In [1]:


%matplotlib inline

import os

import IPython.display as ipd
import numpy as np
import pandas as pd
import matplotlib.pyplot as plt
from sklearn.metrics import accuracy_score, confusion_matrix
import torch
from torch.utils.data import Dataset, DataLoader
from torch import nn
import torchaudio
print(torch.__version__)
print(torchaudio.__version__)

from src import load_music as load

plt.rcParams['figure.figsize'] = (17, 5)

1.10.1+cu113
0.10.1+cu113


In [2]:
AUDIO_DIR = './fma/fma_small/fma_small'
GENRES = [
    "Electronic",
    "Experimental",
    "Folk",
    "Hip-Hop",
    "Instrumental",
    "International",
    "Pop",
    "Rock",
]  # Length 8
device = torch.device('cuda:0' if torch.cuda.is_available() else 'cpu')

In [3]:
class FmaLoader(Dataset):
    """
    :param split: must be either "training", "validation" or "test"; anything else and you get an empty dataset
    :param subset: "small" by default
    """
    def __init__(self, audio_root, tracks_file, split, blacklist = [98565, 98567, 98569, 99134, 108925, 133297, 17631, 17632,17633,17634,17635,17636,17637,29350,29351,29355,54568,54576,54578,55783], subset="small"):
        self.tracks = load.load_meta(tracks_file)
        self.audio_root = audio_root
        self.subset = self.tracks['set','subset'] <= subset
        self.subset[blacklist] = False
        self.split = self.tracks['set', 'split'] == split
        self.rows = self.tracks.index[self.subset & self.split]

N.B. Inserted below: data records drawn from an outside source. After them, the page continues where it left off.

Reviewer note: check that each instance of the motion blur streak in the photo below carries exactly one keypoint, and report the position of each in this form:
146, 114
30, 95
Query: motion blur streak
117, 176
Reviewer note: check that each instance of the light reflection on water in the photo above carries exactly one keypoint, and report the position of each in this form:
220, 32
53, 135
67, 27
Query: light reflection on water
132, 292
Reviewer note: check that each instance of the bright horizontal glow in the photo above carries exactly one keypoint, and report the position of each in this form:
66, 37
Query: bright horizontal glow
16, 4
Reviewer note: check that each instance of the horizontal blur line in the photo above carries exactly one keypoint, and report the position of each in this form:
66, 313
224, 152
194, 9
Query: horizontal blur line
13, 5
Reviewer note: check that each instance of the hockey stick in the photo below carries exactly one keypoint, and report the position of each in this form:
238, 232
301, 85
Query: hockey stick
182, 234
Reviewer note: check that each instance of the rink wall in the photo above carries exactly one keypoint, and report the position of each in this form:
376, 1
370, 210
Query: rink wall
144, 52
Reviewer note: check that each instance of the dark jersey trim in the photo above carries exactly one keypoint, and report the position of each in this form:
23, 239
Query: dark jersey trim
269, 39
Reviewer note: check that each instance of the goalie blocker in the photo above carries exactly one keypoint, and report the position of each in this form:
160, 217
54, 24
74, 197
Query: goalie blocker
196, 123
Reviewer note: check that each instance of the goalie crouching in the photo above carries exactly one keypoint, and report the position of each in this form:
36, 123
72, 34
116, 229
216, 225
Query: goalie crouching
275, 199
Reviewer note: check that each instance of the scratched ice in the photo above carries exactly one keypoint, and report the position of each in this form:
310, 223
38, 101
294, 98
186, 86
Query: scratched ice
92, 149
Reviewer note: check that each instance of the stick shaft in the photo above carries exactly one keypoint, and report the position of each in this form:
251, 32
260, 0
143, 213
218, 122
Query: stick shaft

        # Preload the entire batch onto the gpu

    def __len__(self):
        return len(self.rows)
    def __getitem__(self, item):
        label = self.tracks['track', 'genre_top'].loc[self.rows[item]]
        # We ignore the sample rate of the song, the model can choose that for itself
        waveform, _ = torchaudio.load(load.get_audio_path(self.audio_root, self.rows[item]), num_frames=44100*29)
        mono_wv = waveform.mean(0)
        return mono_wv, GENRES.index(label)

In [4]:
train_dataloader = DataLoader(dataset=FmaLoader(audio_root=AUDIO_DIR, tracks_file="./fma/fma_metadata/fma_metadata/tracks.csv", split="training"), batch_size=320, shuffle=True, num_workers=6, pin_memory=True)
train_features, train_labels = next(iter(train_dataloader))
print(f"Feature batch shape: {train_features.size()}")
print(f"Labels batch shape: {train_labels.size()}")
train_wv = train_features[0].squeeze()
train_lbl = train_labels[0]

ERROR: Unexpected bus error encountered in worker. This might be caused by insufficient shared memory (shm).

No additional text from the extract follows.